A poor diet including excessive energy intake is an important cause of ill health. Nutritional labelling may help people to make healthier food choices.
What is the aim of this review?
This review investigated whether nutritional labels (i.e. labels providing information about nutritional content) persuade people to buy or consume different (healthy) kinds of food. We searched for all available evidence to answer this question and found 28 studies.
There is evidence to suggest that nutritional labelling, with energy information (e.g. calorie counts) on menus, may reduce energy purchased in restaurants, but more high-quality studies are needed to make this finding more certain.
What was studied in the review?
Some studies assessed buying food or drinks from vending machines, grocery stores, restaurants, cafeterias, or coffee shops. Others assessed the amount of food or drink consumed during a snack or meal in an artificial setting or scenario (referred to as laboratory studies or settings).
What are the main results of the review?
Nutritional labelling on restaurant menus reduced the amount of energy (i.e. calories) purchased, but the quality of the three studies that contributed to this finding was low, so our confidence in the effect estimate is limited and may change with further studies. Eight studies assessed this same type of intervention in laboratory settings, but instead of evaluating how much energy participants purchased, these studies evaluated how much energy participants consumed. These studies did not conclusively demonstrate a reduction in energy consumed when menus or foods were labelled, and they were also of low quality.
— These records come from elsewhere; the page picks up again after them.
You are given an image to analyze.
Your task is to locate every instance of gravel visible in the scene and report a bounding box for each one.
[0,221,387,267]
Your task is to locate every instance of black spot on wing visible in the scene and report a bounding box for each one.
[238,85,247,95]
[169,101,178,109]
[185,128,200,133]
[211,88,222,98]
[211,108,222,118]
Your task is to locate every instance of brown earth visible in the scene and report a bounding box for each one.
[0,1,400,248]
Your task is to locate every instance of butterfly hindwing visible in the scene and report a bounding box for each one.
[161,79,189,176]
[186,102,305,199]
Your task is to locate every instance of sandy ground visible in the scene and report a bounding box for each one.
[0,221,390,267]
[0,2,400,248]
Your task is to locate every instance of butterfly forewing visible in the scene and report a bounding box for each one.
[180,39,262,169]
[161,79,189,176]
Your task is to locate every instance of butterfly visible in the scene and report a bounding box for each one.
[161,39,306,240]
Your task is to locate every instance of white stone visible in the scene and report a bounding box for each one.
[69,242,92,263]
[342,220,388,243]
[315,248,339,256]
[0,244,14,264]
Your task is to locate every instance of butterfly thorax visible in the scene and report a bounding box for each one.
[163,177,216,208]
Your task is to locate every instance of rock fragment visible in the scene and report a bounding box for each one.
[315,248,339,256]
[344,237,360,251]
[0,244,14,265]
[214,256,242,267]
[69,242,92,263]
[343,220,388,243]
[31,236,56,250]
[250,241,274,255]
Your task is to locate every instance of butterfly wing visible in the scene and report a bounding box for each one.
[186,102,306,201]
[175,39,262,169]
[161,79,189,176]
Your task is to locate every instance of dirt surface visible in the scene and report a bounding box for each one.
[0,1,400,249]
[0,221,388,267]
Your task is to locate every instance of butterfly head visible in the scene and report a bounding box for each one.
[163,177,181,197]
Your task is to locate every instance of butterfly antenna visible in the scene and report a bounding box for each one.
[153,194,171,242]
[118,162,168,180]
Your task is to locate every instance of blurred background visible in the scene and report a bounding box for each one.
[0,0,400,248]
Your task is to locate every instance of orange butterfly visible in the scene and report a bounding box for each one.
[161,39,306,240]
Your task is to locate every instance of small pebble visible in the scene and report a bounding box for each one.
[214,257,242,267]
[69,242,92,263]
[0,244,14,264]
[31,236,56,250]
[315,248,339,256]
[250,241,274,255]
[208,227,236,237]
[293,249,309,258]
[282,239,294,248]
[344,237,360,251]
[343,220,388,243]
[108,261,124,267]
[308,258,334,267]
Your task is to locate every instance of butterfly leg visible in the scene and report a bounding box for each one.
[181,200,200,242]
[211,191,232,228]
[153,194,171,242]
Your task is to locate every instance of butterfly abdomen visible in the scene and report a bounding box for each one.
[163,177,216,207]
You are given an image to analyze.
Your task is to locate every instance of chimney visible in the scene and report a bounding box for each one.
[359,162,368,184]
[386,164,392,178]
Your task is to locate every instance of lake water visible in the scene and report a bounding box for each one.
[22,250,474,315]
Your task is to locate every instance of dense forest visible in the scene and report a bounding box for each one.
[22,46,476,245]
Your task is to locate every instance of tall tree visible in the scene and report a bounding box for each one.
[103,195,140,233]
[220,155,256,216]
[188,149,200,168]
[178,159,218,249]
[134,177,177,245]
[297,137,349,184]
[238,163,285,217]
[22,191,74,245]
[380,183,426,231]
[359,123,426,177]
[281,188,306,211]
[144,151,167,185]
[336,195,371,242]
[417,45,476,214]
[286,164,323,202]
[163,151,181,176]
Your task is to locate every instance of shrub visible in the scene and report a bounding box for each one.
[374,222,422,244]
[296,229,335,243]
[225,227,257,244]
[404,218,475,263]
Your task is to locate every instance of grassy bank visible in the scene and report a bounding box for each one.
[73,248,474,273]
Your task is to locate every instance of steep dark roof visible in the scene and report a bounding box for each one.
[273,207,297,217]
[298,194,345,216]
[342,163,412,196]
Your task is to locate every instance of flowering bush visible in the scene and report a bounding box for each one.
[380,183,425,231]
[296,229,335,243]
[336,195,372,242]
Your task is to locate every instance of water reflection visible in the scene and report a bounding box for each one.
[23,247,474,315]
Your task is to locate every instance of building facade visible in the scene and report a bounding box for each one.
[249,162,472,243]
In addition, six laboratory studies assessed how much energy participants consumed when they were given one food or drink option with or without labels, and five laboratory studies assessed how much energy participants consumed when foods were experimentally labelled as low energy or low fat when they were actually high-energy foods (i.e. mislabelling). Results from these two groups of studies were inconclusive and of low, or in the case of mislabelling studies, very low quality. We found some studies that assessed labelling on vending machines and grocery stores, but their results were not easy to interpret, so we could not use them to inform this review.
How up-to-date is this review?
The evidence is current to 26 April 2017.